Peter Schiff's article entitled More Consumption Less Production inspired some interesting responses on's "Talk Back" feature. Interesting to me anyway, given my long time participation in the US manufacturing sector. From Mr. Schiff's article:

December's larger than expected jump in non-farm payrolls is predictably being touted as evidence of a more vibrant U.S. economy. Unfortunately, the data does not support this conclusion. The bloated service sector added 178,000 jobs, while manufacturing shed another 12,000 jobs. What this means is that 178,000 more workers will be consuming goods while 12,000 fewer will be making them. The result will be larger trade deficits that merely compound already stretched global imbalances and exacerbate America's inevitable day of reckoning.

A service sector can only exist so long as it is supported by a vibrant manufacturing sector. The reason is simple. People employed in the service sector consume goods but do not actually produce any of them. Therefore they must rely on others, who presumably benefit from their services, to produce goods in their stead.

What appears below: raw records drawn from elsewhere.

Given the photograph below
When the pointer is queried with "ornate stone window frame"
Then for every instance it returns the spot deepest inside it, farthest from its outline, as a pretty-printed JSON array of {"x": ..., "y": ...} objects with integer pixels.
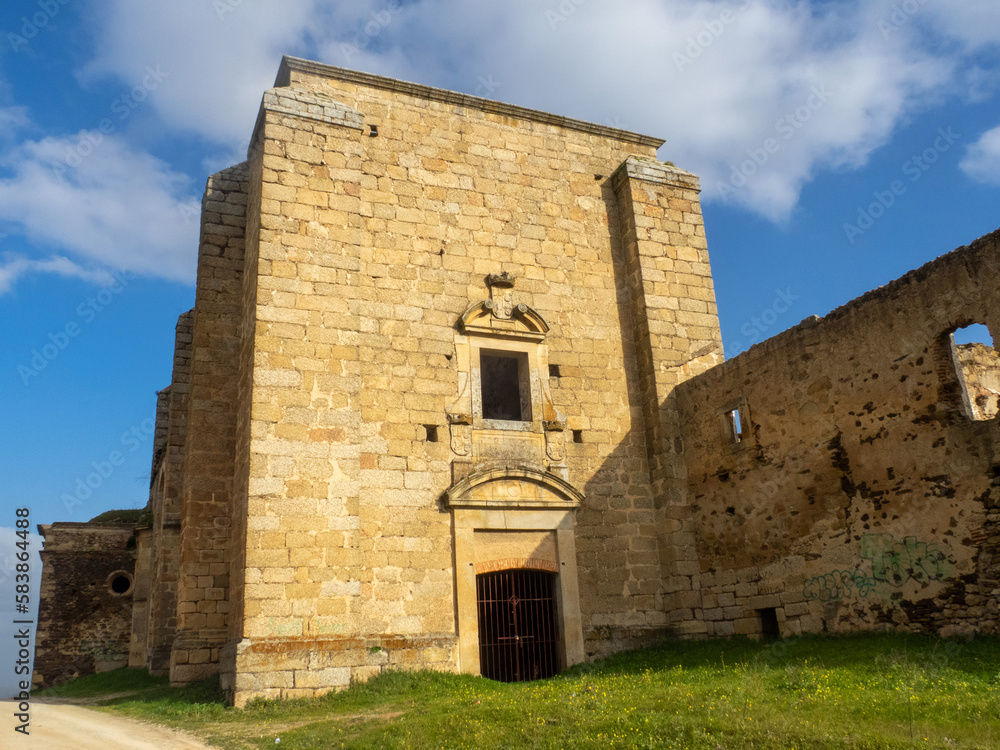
[{"x": 498, "y": 325}]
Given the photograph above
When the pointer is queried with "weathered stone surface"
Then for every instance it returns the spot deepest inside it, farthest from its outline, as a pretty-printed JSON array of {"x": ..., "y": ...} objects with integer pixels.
[
  {"x": 84, "y": 622},
  {"x": 436, "y": 337}
]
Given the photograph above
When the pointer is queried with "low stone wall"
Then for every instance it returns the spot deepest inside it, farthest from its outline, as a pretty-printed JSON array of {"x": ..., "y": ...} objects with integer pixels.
[{"x": 85, "y": 605}]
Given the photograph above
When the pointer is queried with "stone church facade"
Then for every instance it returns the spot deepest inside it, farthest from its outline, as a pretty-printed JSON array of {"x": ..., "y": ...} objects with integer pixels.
[{"x": 453, "y": 395}]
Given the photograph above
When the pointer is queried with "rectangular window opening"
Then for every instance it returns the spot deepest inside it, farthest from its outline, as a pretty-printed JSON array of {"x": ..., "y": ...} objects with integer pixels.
[
  {"x": 505, "y": 386},
  {"x": 769, "y": 626},
  {"x": 977, "y": 366},
  {"x": 735, "y": 425}
]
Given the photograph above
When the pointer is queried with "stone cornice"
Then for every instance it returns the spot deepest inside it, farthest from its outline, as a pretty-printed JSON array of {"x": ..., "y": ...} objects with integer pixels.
[{"x": 290, "y": 64}]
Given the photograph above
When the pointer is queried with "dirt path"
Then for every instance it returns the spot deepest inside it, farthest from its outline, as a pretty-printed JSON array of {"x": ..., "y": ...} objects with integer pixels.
[{"x": 60, "y": 726}]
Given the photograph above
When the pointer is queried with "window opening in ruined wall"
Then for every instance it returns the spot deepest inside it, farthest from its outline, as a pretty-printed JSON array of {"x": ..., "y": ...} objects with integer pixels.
[
  {"x": 735, "y": 426},
  {"x": 977, "y": 366}
]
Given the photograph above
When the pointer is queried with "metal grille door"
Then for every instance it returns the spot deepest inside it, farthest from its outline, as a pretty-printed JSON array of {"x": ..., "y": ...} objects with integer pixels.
[{"x": 518, "y": 632}]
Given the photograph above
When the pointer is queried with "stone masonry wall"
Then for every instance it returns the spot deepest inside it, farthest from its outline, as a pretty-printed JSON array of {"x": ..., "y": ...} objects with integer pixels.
[
  {"x": 165, "y": 504},
  {"x": 210, "y": 447},
  {"x": 83, "y": 625},
  {"x": 861, "y": 495},
  {"x": 369, "y": 249}
]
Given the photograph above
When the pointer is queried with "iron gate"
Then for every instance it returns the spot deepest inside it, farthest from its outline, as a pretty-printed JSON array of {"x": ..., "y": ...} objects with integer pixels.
[{"x": 518, "y": 631}]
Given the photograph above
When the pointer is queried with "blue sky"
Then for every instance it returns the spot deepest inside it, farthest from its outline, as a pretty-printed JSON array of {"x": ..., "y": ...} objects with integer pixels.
[{"x": 840, "y": 144}]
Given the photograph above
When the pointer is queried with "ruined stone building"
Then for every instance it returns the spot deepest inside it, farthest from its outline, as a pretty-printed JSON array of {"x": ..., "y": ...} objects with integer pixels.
[{"x": 453, "y": 395}]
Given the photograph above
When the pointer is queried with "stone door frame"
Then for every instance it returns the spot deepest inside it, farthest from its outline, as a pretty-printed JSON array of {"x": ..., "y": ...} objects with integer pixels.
[{"x": 540, "y": 501}]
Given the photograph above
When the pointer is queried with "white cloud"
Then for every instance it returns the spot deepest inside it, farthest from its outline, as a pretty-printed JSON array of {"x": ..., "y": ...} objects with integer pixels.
[
  {"x": 716, "y": 78},
  {"x": 218, "y": 56},
  {"x": 106, "y": 204},
  {"x": 12, "y": 118},
  {"x": 12, "y": 267},
  {"x": 982, "y": 159}
]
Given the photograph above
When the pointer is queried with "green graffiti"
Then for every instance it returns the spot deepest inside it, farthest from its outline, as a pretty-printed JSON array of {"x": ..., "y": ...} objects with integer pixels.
[
  {"x": 838, "y": 585},
  {"x": 895, "y": 563}
]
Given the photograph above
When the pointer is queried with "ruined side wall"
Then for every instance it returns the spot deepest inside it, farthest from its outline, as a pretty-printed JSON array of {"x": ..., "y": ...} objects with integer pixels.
[
  {"x": 210, "y": 445},
  {"x": 83, "y": 626},
  {"x": 861, "y": 496},
  {"x": 673, "y": 318},
  {"x": 165, "y": 502},
  {"x": 145, "y": 556},
  {"x": 370, "y": 248}
]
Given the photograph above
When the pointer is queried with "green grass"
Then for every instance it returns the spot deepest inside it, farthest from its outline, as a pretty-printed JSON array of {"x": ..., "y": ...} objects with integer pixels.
[{"x": 864, "y": 692}]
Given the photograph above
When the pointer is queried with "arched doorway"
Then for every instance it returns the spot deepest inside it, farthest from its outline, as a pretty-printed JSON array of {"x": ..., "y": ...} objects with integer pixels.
[{"x": 518, "y": 625}]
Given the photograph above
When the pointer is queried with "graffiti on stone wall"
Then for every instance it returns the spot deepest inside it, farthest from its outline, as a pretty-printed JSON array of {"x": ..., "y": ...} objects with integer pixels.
[
  {"x": 893, "y": 564},
  {"x": 837, "y": 585}
]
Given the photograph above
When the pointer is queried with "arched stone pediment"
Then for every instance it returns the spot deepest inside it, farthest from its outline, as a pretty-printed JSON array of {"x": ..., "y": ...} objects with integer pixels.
[
  {"x": 523, "y": 323},
  {"x": 519, "y": 487}
]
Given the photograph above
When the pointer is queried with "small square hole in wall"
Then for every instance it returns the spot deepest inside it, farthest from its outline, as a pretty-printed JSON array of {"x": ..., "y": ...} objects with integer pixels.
[{"x": 769, "y": 626}]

"Talk Back" commentators correctly point out the linkage between automation, productivity and declining manufacturing employment. For reference I will trot out an old nugget, Deflation: A Manufacturer's View, where the many benefits of automation and the drive toward ever-increased productivity has truly been a "good thing". My concern was then, and remains today one of proportions. In reference to Schiff's concerns noted above, it is not the decline in manufacturing jobs that bothers me. Not at all. That is natural, expected and highly efficient and progressive. Where I continue to have concern is of course with the "bloated service sector" and the consumer economy that continues to float ever higher on an ill wind of helium (some elements of which are derivatives leverage, the US Fed and its easy credit policies, BOJ and an entrenched culture of speculation that these stimuli have promoted) filled expectation.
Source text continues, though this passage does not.